Majromax 36 minutes ago | parent | prev [-]

> I really hate that the anthropomorphizing of these systems has successfully taken hold in people's brains. Asking it why it did something is completely useless because you aren't interrogating a person with a memory or a rationale, you’re querying a statistical model that is spitting out a justification for a past state it no longer occupies.

"Thinking meat! You're asking me to believe in thinking meat!"

While next-token prediction based on matrix math is certainly a literal, mechanistic truth, it is not a useful framing in the same sense that "synapses fire causing people to do things" is not a useful framing for human behaviour.

The "theory of mind" for LLMs sounds a bit silly, but taken in moderation it's also a genuine scientific framework in the sense of the scientific method. It allows one to form hypothesis, run experiments that can potentially disprove the hypothesis, and ultimately make skillful counterfactual predictions.

> By asking it why it did something wrong, it'll treat that as the ground truth and all future generation will have that snippet in it, nudging the output in such a way that the wrong thing itself will influence it to keep doing the wrong thing more and more.

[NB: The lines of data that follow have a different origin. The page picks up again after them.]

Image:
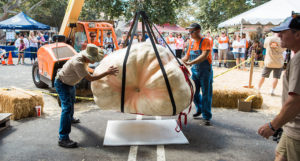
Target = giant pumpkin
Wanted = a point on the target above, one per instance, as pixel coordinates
(145, 91)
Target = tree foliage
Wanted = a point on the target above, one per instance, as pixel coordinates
(158, 11)
(213, 12)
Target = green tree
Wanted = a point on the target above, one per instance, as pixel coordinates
(158, 11)
(214, 12)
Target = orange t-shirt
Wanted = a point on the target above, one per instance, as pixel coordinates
(96, 43)
(204, 47)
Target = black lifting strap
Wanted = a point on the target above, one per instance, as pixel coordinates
(160, 63)
(144, 19)
(125, 62)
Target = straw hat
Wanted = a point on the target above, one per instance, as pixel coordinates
(93, 53)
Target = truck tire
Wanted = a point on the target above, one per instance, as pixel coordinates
(36, 76)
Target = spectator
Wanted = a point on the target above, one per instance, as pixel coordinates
(209, 38)
(21, 50)
(46, 36)
(41, 39)
(33, 45)
(109, 44)
(223, 49)
(123, 40)
(246, 42)
(171, 42)
(215, 48)
(239, 50)
(273, 61)
(262, 42)
(94, 40)
(257, 49)
(179, 45)
(25, 40)
(135, 39)
(140, 38)
(288, 148)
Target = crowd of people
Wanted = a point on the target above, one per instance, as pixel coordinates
(29, 44)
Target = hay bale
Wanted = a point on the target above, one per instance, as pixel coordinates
(228, 98)
(20, 103)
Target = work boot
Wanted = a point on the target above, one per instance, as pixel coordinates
(75, 121)
(67, 143)
(197, 114)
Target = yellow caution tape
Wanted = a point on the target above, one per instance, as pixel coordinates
(54, 94)
(77, 97)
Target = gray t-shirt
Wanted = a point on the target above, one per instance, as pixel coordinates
(291, 84)
(74, 70)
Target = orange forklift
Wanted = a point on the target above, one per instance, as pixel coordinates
(73, 37)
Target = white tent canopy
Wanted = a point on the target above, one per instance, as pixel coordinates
(270, 13)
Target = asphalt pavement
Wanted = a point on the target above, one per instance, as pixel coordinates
(233, 136)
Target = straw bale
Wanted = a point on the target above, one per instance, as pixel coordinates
(228, 98)
(21, 104)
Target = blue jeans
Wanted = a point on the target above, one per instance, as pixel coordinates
(67, 97)
(203, 79)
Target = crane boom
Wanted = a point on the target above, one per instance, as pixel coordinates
(71, 16)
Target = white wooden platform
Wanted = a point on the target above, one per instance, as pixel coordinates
(142, 132)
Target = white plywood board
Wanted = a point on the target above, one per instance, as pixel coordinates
(142, 132)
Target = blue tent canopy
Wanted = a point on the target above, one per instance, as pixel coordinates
(22, 22)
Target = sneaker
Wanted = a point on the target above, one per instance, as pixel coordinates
(75, 121)
(197, 114)
(207, 122)
(67, 143)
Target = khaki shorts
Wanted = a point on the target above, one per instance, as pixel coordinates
(276, 72)
(288, 148)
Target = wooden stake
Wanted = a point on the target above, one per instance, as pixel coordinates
(251, 68)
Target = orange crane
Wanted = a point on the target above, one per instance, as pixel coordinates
(51, 57)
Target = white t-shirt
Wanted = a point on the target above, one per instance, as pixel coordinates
(238, 43)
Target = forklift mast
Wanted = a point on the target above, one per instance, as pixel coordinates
(71, 16)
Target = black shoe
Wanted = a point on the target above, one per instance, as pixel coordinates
(207, 122)
(75, 121)
(197, 114)
(67, 143)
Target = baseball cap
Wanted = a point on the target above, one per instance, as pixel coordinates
(292, 22)
(93, 53)
(194, 26)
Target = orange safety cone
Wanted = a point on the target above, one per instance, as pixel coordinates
(10, 62)
(3, 60)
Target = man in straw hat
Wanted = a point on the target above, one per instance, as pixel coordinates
(73, 71)
(288, 147)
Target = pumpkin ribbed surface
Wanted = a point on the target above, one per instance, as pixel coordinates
(145, 91)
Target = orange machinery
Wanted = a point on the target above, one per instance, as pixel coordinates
(51, 57)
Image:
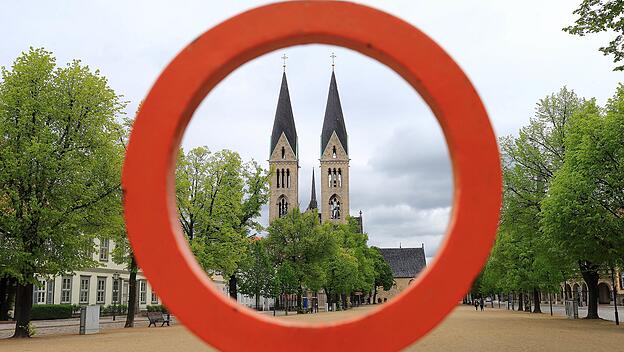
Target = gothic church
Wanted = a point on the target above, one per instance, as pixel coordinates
(334, 160)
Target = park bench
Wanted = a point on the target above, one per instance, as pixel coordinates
(155, 317)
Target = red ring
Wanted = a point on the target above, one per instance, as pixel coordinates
(148, 177)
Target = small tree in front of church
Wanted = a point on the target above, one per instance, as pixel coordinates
(219, 198)
(296, 239)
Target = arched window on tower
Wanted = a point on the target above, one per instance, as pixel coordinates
(334, 207)
(283, 178)
(282, 206)
(287, 178)
(339, 178)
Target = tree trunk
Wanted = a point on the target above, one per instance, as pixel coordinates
(4, 299)
(132, 294)
(537, 308)
(232, 287)
(23, 308)
(591, 276)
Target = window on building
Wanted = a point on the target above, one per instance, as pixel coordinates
(339, 178)
(39, 292)
(143, 291)
(100, 296)
(104, 244)
(66, 289)
(287, 178)
(283, 178)
(282, 206)
(50, 292)
(85, 281)
(115, 295)
(334, 207)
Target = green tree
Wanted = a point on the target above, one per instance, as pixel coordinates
(583, 211)
(597, 16)
(296, 239)
(526, 261)
(60, 164)
(218, 198)
(257, 272)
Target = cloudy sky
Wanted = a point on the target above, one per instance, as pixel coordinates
(514, 52)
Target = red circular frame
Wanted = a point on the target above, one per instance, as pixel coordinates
(148, 177)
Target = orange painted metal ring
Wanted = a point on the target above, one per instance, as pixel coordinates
(148, 177)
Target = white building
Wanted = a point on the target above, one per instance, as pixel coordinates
(96, 285)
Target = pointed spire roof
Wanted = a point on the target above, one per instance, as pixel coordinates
(284, 121)
(334, 121)
(313, 204)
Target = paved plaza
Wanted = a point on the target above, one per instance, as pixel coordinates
(464, 330)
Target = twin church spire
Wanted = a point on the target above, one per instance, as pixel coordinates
(334, 161)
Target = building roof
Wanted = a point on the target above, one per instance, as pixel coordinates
(284, 121)
(405, 262)
(313, 203)
(334, 121)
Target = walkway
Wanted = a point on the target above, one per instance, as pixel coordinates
(464, 330)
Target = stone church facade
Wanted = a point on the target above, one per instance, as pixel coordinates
(334, 160)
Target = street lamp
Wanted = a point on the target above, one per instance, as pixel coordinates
(115, 281)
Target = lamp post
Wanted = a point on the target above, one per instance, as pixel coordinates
(617, 318)
(115, 280)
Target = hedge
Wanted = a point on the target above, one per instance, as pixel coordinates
(51, 311)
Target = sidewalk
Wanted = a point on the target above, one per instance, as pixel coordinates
(72, 326)
(605, 312)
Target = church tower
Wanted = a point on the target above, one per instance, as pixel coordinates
(334, 160)
(284, 159)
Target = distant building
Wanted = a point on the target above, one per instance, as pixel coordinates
(406, 264)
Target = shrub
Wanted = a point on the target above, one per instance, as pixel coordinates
(157, 308)
(51, 311)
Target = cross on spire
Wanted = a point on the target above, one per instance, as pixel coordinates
(284, 57)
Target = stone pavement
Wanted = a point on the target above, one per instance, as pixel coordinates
(493, 330)
(71, 326)
(605, 312)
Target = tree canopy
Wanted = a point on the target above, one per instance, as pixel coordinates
(596, 16)
(60, 165)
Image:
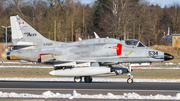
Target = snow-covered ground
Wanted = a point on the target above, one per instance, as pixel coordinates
(75, 94)
(94, 79)
(49, 94)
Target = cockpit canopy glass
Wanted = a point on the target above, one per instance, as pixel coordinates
(134, 42)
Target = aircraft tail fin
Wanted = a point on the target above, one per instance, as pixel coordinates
(96, 36)
(22, 32)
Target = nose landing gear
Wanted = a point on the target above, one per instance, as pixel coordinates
(130, 79)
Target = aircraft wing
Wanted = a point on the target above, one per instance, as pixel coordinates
(51, 58)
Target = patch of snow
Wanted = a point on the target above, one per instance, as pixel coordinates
(94, 79)
(75, 94)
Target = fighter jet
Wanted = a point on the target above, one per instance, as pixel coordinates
(84, 58)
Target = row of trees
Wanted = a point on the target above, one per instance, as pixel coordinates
(121, 19)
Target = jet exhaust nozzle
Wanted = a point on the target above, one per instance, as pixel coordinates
(168, 57)
(8, 56)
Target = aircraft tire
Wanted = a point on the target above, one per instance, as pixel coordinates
(129, 80)
(77, 79)
(88, 79)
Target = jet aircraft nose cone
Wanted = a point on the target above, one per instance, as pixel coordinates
(168, 57)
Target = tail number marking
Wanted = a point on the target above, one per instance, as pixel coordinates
(47, 44)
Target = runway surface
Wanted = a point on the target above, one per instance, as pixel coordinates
(117, 88)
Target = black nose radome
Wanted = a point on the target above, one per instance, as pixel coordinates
(168, 57)
(8, 55)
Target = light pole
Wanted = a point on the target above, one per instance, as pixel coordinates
(6, 33)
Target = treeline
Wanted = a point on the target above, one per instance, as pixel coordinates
(122, 19)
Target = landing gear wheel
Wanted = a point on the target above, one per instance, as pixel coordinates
(129, 80)
(88, 79)
(77, 79)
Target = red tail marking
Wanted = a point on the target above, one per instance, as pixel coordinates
(118, 48)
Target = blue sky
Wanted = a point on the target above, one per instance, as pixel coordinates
(162, 3)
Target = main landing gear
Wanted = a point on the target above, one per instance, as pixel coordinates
(87, 79)
(130, 79)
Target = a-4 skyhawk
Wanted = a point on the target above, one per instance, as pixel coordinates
(84, 58)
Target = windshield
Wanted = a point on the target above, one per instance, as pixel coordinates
(134, 42)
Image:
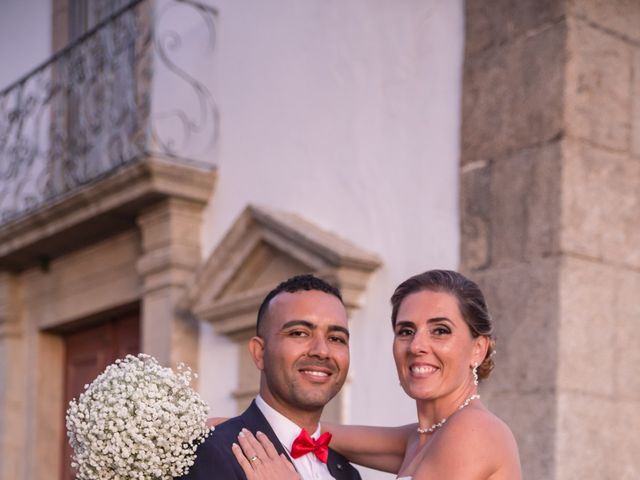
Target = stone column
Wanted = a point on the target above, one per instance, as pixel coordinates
(171, 246)
(13, 378)
(550, 197)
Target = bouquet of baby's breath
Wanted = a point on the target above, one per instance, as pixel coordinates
(137, 420)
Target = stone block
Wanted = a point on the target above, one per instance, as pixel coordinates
(587, 309)
(625, 319)
(619, 16)
(493, 23)
(509, 208)
(523, 301)
(531, 418)
(586, 437)
(635, 105)
(598, 86)
(625, 461)
(512, 96)
(475, 216)
(600, 204)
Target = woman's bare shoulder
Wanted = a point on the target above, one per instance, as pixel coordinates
(475, 439)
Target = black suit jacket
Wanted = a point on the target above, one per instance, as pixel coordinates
(215, 460)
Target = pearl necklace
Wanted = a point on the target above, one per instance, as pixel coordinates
(439, 424)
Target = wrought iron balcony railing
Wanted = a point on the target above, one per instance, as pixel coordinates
(123, 91)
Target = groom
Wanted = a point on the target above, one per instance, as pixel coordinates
(302, 351)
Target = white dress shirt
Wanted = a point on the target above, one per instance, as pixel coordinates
(308, 466)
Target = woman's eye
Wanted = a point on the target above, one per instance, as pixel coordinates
(441, 331)
(404, 332)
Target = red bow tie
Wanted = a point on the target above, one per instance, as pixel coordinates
(305, 444)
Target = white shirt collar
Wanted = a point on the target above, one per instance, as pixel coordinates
(286, 430)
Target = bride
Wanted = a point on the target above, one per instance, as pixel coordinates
(442, 347)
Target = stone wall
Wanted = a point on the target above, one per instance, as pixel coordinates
(550, 170)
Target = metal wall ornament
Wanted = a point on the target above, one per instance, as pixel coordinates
(88, 110)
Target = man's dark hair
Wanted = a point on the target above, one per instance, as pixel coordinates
(292, 285)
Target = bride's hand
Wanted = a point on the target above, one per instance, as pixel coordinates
(260, 460)
(215, 421)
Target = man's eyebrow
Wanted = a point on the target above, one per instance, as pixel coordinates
(338, 328)
(313, 326)
(298, 323)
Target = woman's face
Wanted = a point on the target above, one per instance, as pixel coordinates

In my limited experience, this is not the right use of introspection. Instead, the idea is to interrogate the model's chain of reasoning to understand the origins of a mistake (the 'theory of mind'), then adjust agents.md / documentation so that the mistake is avoided for future sessions, which start from an otherwise blank slate.

I do agree, however, that the 'theory of mind' is very close to the more blatantly incorrect kind of misapprehension about LLMs, that since they sound humanlike they have long-term memory like humans. This is why LLM apologies are a useless sycophancy trap.